Zo  dient onderscheid te worden gemaakt tussen een normaal maatschappelijke ontwikkeling en een planologische ontwikkeling die in de lijn der verwachtingen ligt. Dat een planologische ontwikkeling is aan te merken als een normaal maatschappelijke ontwikkeling betekent op zichzelf nog niet dat deze ontwikkeling in de lijn der verwachtingen ligt (r.o. 5.12).

Bovendien dient onderscheid te worden gemaakt tussen een planologische ontwikkeling die in de lijn der verwachtingen ligt en de schade die het gevolg is van een planologische ontwikkeling die in de lijn der verwachtingen ligt. Ook indien een planologische ontwikkeling op zichzelf genomen in de lijn der verwachtingen ligt, is niet uitgesloten dat zich vergoedbare planschade voordoet als gevolg van de betreffende planologische besluitvorming (r.o. 5.13). Dit onderscheid vloeit voort uit het door de Afdeling gehanteerde evenredigheidscriterium: bij gestelde planschade in de vorm van waardevermindering dient getoetst te worden of de schade onevenredig is in verhouding tot de waarde van de onroerende zaak.

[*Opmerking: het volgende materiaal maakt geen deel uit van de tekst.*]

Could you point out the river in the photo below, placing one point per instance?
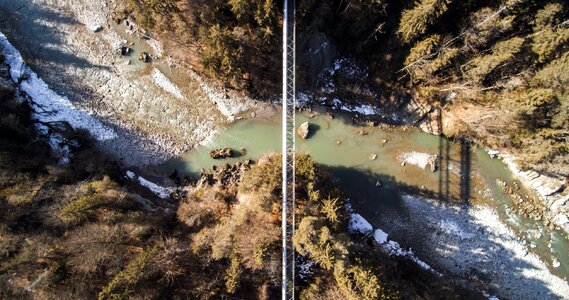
(456, 219)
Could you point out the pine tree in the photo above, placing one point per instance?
(549, 15)
(480, 67)
(415, 22)
(548, 43)
(555, 74)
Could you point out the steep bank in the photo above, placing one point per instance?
(75, 48)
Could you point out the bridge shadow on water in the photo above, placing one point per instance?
(440, 225)
(446, 236)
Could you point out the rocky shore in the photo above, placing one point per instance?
(158, 110)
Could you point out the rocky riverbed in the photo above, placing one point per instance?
(158, 110)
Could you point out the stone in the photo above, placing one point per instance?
(433, 162)
(144, 57)
(221, 153)
(362, 131)
(125, 50)
(378, 183)
(303, 130)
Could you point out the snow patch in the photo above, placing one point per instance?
(451, 227)
(159, 191)
(419, 159)
(380, 236)
(359, 224)
(162, 81)
(394, 249)
(228, 106)
(48, 106)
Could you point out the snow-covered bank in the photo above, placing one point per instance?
(159, 191)
(162, 81)
(359, 224)
(229, 106)
(472, 243)
(47, 105)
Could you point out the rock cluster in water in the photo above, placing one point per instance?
(227, 175)
(303, 130)
(220, 153)
(433, 162)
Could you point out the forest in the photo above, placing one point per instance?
(500, 65)
(83, 230)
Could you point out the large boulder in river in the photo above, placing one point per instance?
(221, 153)
(303, 130)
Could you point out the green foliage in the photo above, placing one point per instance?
(534, 107)
(423, 49)
(97, 195)
(414, 22)
(548, 43)
(480, 67)
(555, 74)
(233, 275)
(358, 282)
(222, 55)
(486, 25)
(331, 209)
(426, 58)
(123, 284)
(550, 15)
(314, 239)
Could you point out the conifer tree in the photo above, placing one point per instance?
(502, 52)
(415, 22)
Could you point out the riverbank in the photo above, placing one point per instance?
(158, 110)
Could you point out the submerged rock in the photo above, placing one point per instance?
(303, 130)
(125, 50)
(362, 131)
(433, 162)
(144, 57)
(221, 153)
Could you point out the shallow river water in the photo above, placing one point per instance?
(466, 177)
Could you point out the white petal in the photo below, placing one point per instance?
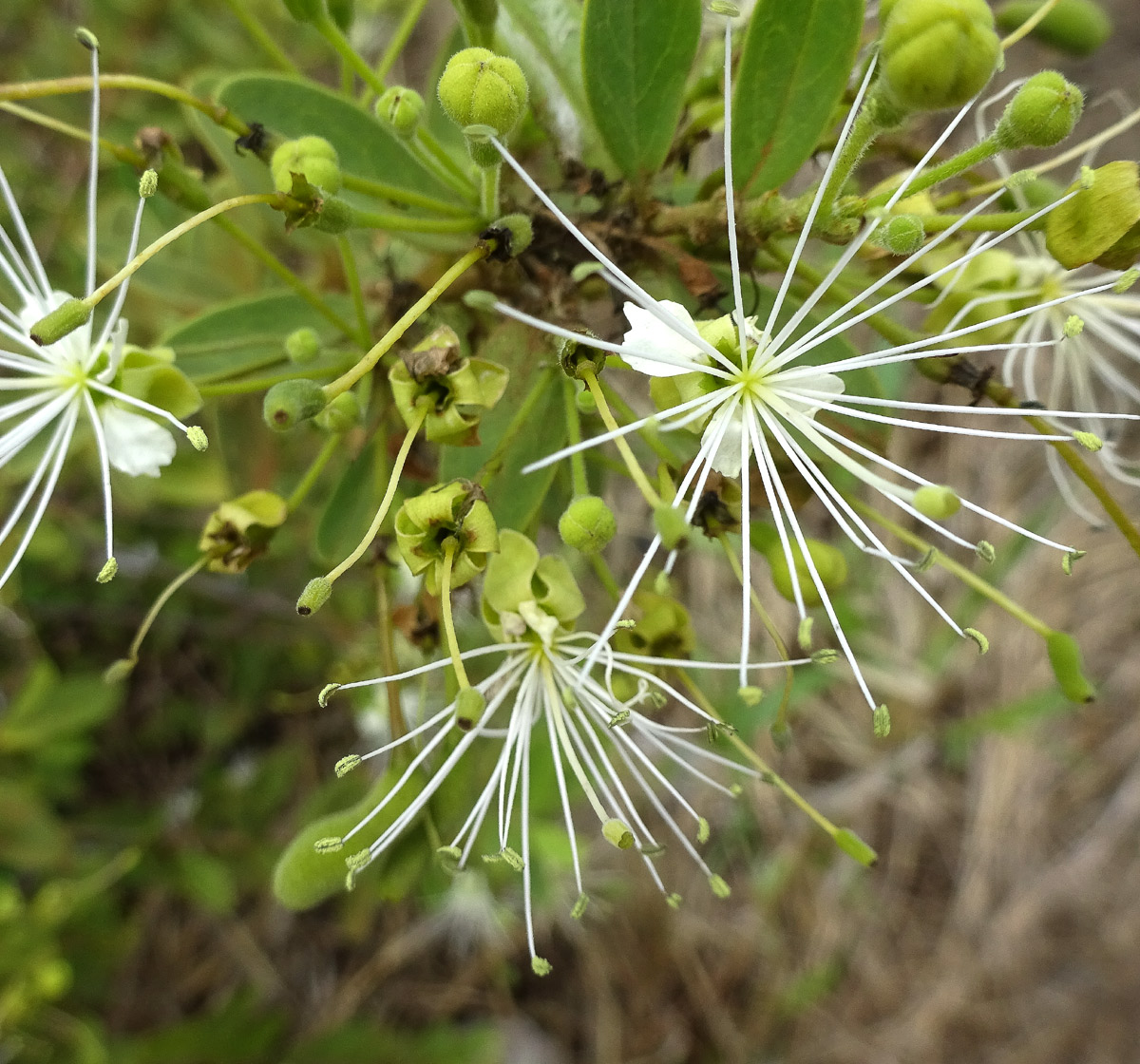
(826, 382)
(136, 445)
(653, 336)
(727, 460)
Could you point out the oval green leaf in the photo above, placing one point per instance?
(796, 62)
(636, 58)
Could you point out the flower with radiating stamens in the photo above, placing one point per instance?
(89, 375)
(539, 703)
(761, 394)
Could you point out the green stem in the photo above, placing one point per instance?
(313, 473)
(400, 38)
(627, 455)
(260, 35)
(352, 279)
(489, 183)
(968, 578)
(393, 482)
(445, 598)
(389, 340)
(579, 478)
(380, 191)
(408, 223)
(175, 234)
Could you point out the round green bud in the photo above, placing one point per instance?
(290, 403)
(587, 524)
(302, 346)
(936, 502)
(901, 234)
(314, 158)
(306, 10)
(1042, 113)
(341, 415)
(402, 108)
(480, 88)
(938, 54)
(829, 562)
(512, 235)
(1074, 27)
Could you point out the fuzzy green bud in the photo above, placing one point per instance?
(938, 54)
(314, 596)
(306, 10)
(402, 108)
(302, 346)
(61, 322)
(901, 234)
(289, 403)
(343, 413)
(936, 502)
(587, 524)
(314, 158)
(1074, 27)
(468, 707)
(1042, 113)
(480, 88)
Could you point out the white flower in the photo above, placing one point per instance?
(57, 387)
(540, 704)
(762, 402)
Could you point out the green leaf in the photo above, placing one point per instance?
(636, 58)
(297, 108)
(795, 64)
(245, 334)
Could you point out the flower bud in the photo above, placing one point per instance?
(901, 234)
(938, 54)
(314, 158)
(936, 502)
(402, 108)
(1074, 27)
(1042, 113)
(480, 88)
(306, 10)
(587, 524)
(512, 235)
(343, 413)
(61, 322)
(302, 346)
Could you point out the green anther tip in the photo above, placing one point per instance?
(541, 966)
(617, 834)
(978, 637)
(1089, 440)
(347, 764)
(314, 596)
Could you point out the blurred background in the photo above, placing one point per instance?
(140, 824)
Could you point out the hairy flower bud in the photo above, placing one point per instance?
(480, 88)
(314, 158)
(402, 108)
(938, 54)
(587, 524)
(1042, 113)
(289, 403)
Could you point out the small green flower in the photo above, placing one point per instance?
(425, 523)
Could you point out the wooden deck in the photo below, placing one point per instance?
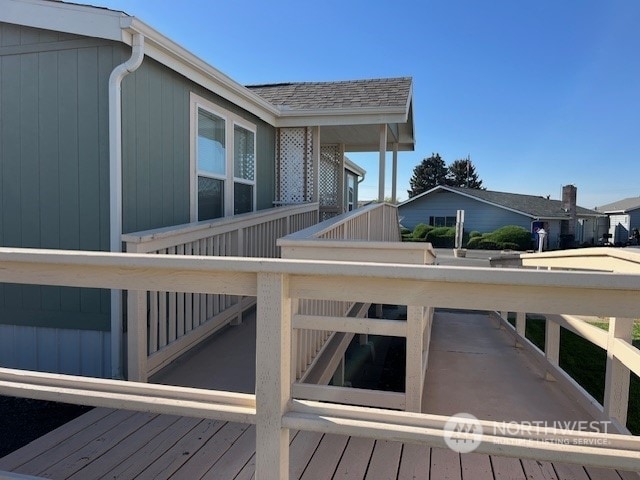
(472, 367)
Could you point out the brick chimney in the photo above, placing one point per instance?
(569, 196)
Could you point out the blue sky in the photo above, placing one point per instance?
(539, 94)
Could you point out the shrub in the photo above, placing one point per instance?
(510, 246)
(488, 244)
(421, 230)
(473, 242)
(510, 237)
(441, 237)
(513, 234)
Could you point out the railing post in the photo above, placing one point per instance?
(414, 366)
(273, 375)
(521, 327)
(137, 336)
(551, 344)
(616, 387)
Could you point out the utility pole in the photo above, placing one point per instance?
(468, 163)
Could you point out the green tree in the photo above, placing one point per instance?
(462, 173)
(430, 173)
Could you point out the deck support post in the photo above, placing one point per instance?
(137, 336)
(616, 387)
(521, 328)
(414, 363)
(273, 375)
(382, 166)
(504, 315)
(551, 344)
(394, 174)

Het van de voorgaande begrippen te onderscheiden begrip normaal maatschappelijk risico houdt verband met dat evenredigheidscriterium: vergoeding van planschade is slechts aan de orde wanneer de schade het normaal maatschappelijk risico te boven gaat.

Van alle voorgaande begrippen dient te worden onderscheiden de voorzienbaarheid ofwel risicoaanvaarding. De vraag of voorzienbaarheid of risicoaanvaarding kan worden tegengeworpen hangt samen met de omstandigheden die voor een koper kenbaar waren op het moment van aankoop van de onroerende zaak. Indien het verwerende bestuursorgaan kan onderbouwen dat de koper de mogelijkheid van de ontwikkeling ten tijde van de aankoop heeft kunnen voorzien – en dus het risico daarvan heeft aanvaard – kan een onderzoek naar de omvang van de schade en de vraag of die schade tot het normaal risico behoort, achterweg blijven (r.o. 5.16).

Ten slotte is in de rechtspraak nog de figuur van gedeeltelijke voorzienbaarheid geïntroduceerd (r.o. 5.19). Indien slechts een gedeelte van een planologische ontwikkeling voorzienbaar was ten tijde van de aankoop zal zowel de totale schade moeten worden vastgesteld als de schade die het gevolg is van die gedeeltelijk voorzienbare ontwikkeling om het schadebedrag te kunnen vaststellen dat resteert na aftrek van de schade die is gerelateerd aan het gedeelte van de ontwikkeling dat voorzienbaar was.

De praktijk is weerbarstiger dan deze theorie. De antwoorden op de vragen

  • of een ontwikkeling voorzienbaar is of niet,

  • of een ontwikkeling is te beschouwen als een normale maatschappelijke ontwikkeling,

  • of een ontwikkeling in de lijn der verwachtingen lag en

  • of de hoogte van de schade een vergoeding rechtvaardigt omdat de schade de grens van het normaal maatschappelijke risico overschrijdt,

zijn niet steeds los van elkaar te beantwoorden.

De toepasselijkheid van de beginselen dat planschade slechts voor vergoeding in aanmerking komt indien het risico op de kans dat de schade zich zou voordoen niet is aanvaard en indien de planschade zodanig onevenredig dat deze de grens van het maatschappelijk risico overschrijdt, werpen hoge drempels op. De praktijk toont anderzijds aan dat partijen die relatief hoge planschade lijden, onder omstandigheden aanspraak kunnen maken op een relevante tegemoetkoming.